The manufacturing process from the introduction of the material to the completion of the developer amount regulating blade is three steps. Moreover, the time from material introduction to completion was 168 hours or more, and intermediate work in process occurred. Further, the obtained developer amount regulating blade had defects such as irregularities on the charge control surface, and about 10% of defective appearance occurred.

FIG. 6 is a schematic cross-sectional view for explaining a developer amount regulating blade. FIG. 10 is a schematic cross-sectional view for explaining a conventional method for producing a developer amount regulating blade. FIG. 6 is a schematic cross-sectional view for explaining the method for producing the developer amount regulating blade of the present invention. FIG. 2 is a schematic cross-sectional view for explaining a developing device. It is a typical sectional view for explaining an electrophotographic device.

Explanation of symbols

F pressure contact force 10 blade member 11 adhesive member 12 support member 13 developer amount regulating blade 14 developer container 15 developer carrier 16 fixed point 17 pressure contact 21a nozzle 22a roll 23a roll 24a surface transfer sheet 25a raw material 21b blade member 22b Sheet for surface transfer 23b Support member 24b Spray 25b Roll 26b Roll 27b Roll 28b Roll 31 Extrusion device (blade member side)
32 Extrusion device (adhesive member side)
33 T dice 34 Nip roll 35 Nip roll 36 Laminated body of blade member and adhesive member 37 Support member 38 Surface transfer member sheet 39 Preheating device 41 Electrophotographic photosensitive member 42 Developer container 43 Developer carrier 44 Developer amount regulating blade 45 Elasticity Roller 46 Developer 47 Blade member 51 Photoconductor 52 Charging member 53 Electrostatic latent image 54 Developing device 55 Transfer means 56 Cleaning means 58 Fixing roller

Claims (5)

Production of a developer amount regulating blade that regulates the amount of developer carried out of a developer container from a developer container, and at least a blade member, an adhesive member, and a support member have the same configuration as the developer amount regulating blade In the method
The supporting member sheet and the surface transfer member sheet are opposed to each other and supplied to the pressing means,
In the gap formed by the support member sheet surface and the surface transfer member sheet surface, a laminated sheet of a blade member layer and an adhesive member layer formed using a two-layer coextrusion T die is used.
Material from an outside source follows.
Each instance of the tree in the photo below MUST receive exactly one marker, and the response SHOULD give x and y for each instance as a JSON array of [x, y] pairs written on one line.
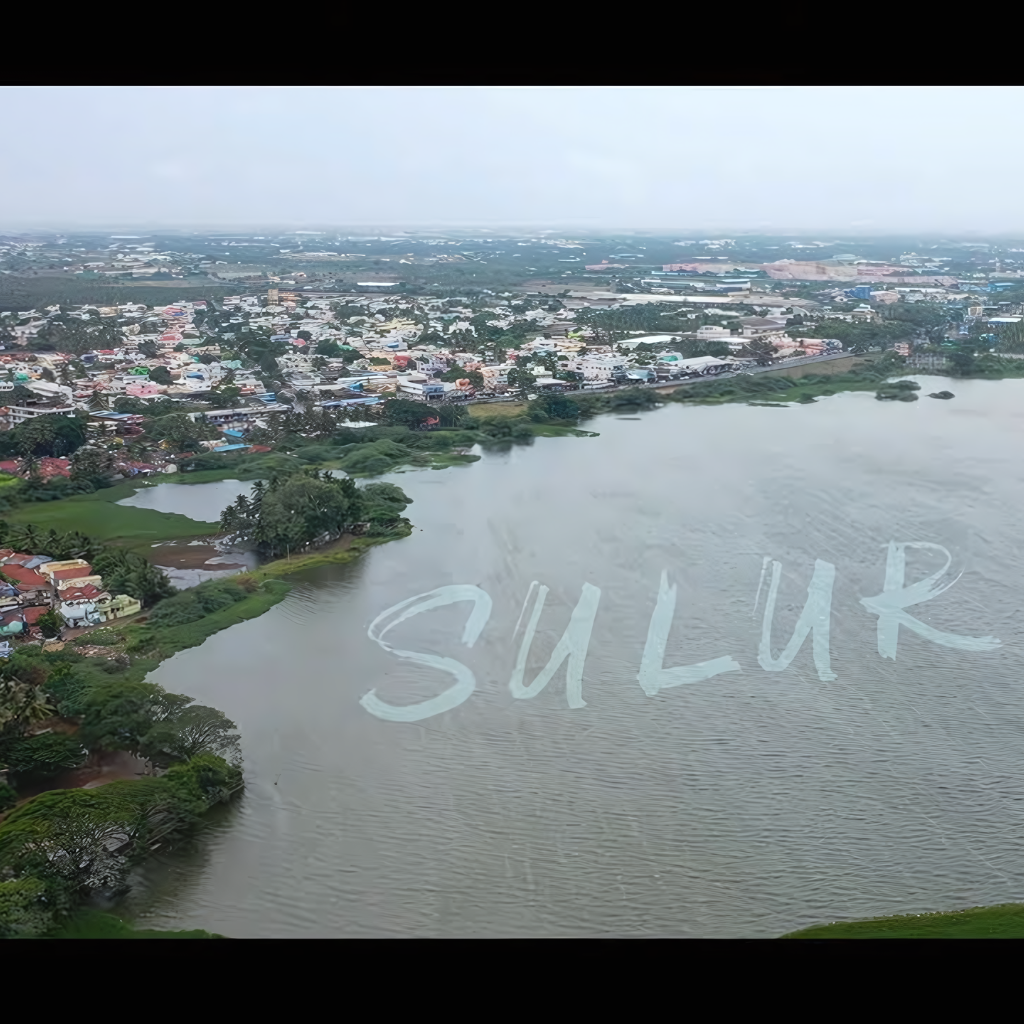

Supply the member sheet so that the adhesive member layer faces the support member sheet,
Each of these sheets is pressed by the pressing means to bond the support member sheet to the adhesive member layer side of the laminated sheet, and a surface shape is formed by the surface transfer member sheet on the surface of the blade member layer,
A method for producing a developer amount regulating blade, comprising: a laminate forming step for forming a laminate, and a cutting step for cutting the laminate into a final shape of a developer amount regulating blade.   The method for manufacturing a developer amount regulating blade according to claim 1, wherein the laminate forming step further includes a preheating step of preheating the support member as a pre-step.   The laminate forming step is characterized in that the laminate is formed with a distance from the tip of the lip of the T die to a position where the laminate sheet contacts either the support member sheet or the surface transfer member sheet is 30 mm or less. A method for producing a developer amount regulating blade according to claim 1. In the developer amount regulation blade that regulates the amount of developer carried out from the developer container by the developer carrier, and at least the blade member, the adhesive member, and the support member have the same configuration as the developer amount regulation blade,
From an adhesive material containing at least one selected from the group consisting of polyurethane-based hot melt, polyester-based hot melt, EVA-based hot melt, and polyamide-based hot melt, wherein the adhesive member is a thermoplastic adhesive material The developer amount regulating blade manufactured by the manufacturing method according to claim 1, wherein the blade is formed.   The developer amount regulating blade has a total thickness of 0.10 mm or more and 0.45 mm or less, and the thickness of the blade member of the developer amount regulating blade is 0.01 mm or more and 0.3 mm or less. The developer amount regulating blade according to claim 4, wherein the thickness of the member is 0.01 mm or more and 0.3 mm or less, and the thickness of the support member is 0.08 mm or more and 0.15 mm or less.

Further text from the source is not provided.